Existe ainda uma área contígua - a São Marcos - com mais de um milhão de hectares de reserva indígena. Isso significa que, no Brasil, como um todo, para cada índio, não para cada família - independentemente da idade, se é idoso ou bebê -, há 250 hectares. Para a reforma agrária, o Instituto Nacional de Colonização e Reforma Agrária (Incra) estabelece um módulo rural para a família toda, que compreende o pai, a mãe e, às vezes, três, quatro, cinco, até dez filhos. Um módulo rural varia por Estado, mas o maior do País é o de Mato Grosso, com 100 hectares. Em meu Estado, o Tocantins, são 80 hectares, e há menores módulos em outros Estados. O módulo máximo é o de 100 hectares para uma família inteira, mas 250 hectares são destinados a cada índio, não a cada família indígena. Não pretendo discutir o mérito, se é muito ou se é pouco. A única coisa que discuto é se há realmente necessidade de ampliação das reservas indígenas do País.

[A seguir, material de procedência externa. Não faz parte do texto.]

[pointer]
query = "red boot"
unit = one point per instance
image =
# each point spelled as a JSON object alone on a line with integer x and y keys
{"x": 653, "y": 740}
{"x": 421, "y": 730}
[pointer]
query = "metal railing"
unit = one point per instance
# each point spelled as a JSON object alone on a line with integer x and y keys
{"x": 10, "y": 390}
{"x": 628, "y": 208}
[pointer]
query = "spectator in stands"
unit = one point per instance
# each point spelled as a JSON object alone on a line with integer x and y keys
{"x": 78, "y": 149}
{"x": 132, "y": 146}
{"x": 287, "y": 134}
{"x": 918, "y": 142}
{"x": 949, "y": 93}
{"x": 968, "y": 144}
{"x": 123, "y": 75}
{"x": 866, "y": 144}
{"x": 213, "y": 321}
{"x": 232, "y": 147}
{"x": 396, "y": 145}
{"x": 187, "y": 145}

Muitos se enganam, acreditando que o Brasil é retalhado por grandes propriedades rurais. Há cinco milhões de propriedades rurais no País - cinco milhões! - e um milhão de propriedades comerciais. Se unimos o Canadá, os Estados Unidos, a Austrália e a Argentina, os quatro países juntos têm 2,7 milhões de propriedades rurais. Então, a média da propriedade rural brasileira é menor do que a destinada a cada índio brasileiro.

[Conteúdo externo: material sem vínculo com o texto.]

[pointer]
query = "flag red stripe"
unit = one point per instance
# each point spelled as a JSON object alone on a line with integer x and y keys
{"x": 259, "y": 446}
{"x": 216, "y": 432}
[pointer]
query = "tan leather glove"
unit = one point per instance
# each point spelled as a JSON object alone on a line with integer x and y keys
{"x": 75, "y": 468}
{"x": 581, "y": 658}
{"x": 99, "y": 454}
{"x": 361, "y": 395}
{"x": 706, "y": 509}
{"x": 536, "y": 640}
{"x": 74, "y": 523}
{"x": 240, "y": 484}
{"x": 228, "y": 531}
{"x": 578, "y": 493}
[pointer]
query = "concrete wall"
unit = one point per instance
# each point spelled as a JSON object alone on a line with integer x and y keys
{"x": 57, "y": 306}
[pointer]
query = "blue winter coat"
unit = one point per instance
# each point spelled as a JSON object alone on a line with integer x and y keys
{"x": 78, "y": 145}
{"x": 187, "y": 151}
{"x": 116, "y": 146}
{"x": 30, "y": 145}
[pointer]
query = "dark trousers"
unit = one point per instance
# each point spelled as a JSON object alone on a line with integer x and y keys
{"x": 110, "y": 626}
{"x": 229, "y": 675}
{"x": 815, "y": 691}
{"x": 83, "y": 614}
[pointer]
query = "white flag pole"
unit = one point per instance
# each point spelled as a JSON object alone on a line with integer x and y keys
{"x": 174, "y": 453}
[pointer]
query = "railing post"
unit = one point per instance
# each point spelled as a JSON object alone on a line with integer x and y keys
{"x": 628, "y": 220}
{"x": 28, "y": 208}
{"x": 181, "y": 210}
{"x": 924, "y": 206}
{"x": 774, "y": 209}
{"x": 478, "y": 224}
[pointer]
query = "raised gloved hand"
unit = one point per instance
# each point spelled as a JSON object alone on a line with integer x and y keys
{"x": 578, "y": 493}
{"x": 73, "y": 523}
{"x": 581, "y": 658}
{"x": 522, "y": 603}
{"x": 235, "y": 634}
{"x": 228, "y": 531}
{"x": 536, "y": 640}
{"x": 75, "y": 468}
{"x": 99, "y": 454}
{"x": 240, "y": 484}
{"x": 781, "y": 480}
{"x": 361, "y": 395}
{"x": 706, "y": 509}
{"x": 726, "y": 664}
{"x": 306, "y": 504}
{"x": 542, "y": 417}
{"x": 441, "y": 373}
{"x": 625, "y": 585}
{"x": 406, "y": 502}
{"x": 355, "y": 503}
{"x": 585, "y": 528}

Sr. Presidente, em assentamentos espalhados por todo o Brasil, há 77 milhões de hectares distribuídos; em reservas indígenas, 108 milhões de hectares; em unidades de conservação, 176 milhões de hectares, num total de 361 milhões de hectares destinados à preservação ambiental, às reservas indígenas e aos assentamentos. Mas quero também lembrar aqui que a agricultura temporária, a agricultura permanente, como a fruticultura, e as florestas cultivadas, essas três atividades juntas ocupam 77 milhões de hectares do País. É quase a metade do que é destinado à unidade de conservação. Vou repetir: para assentamentos, são 77 milhões de hectares; para reservas indígenas, são 108 milhões de hectares; para unidades de conservação, são 176 milhões de hectares; para agricultura perene e temporária e para florestas plantadas, são 77 milhões de hectares; e para pastagens, são 172 milhões de hectares. E, neste País, há um total de 850 milhões de hectares.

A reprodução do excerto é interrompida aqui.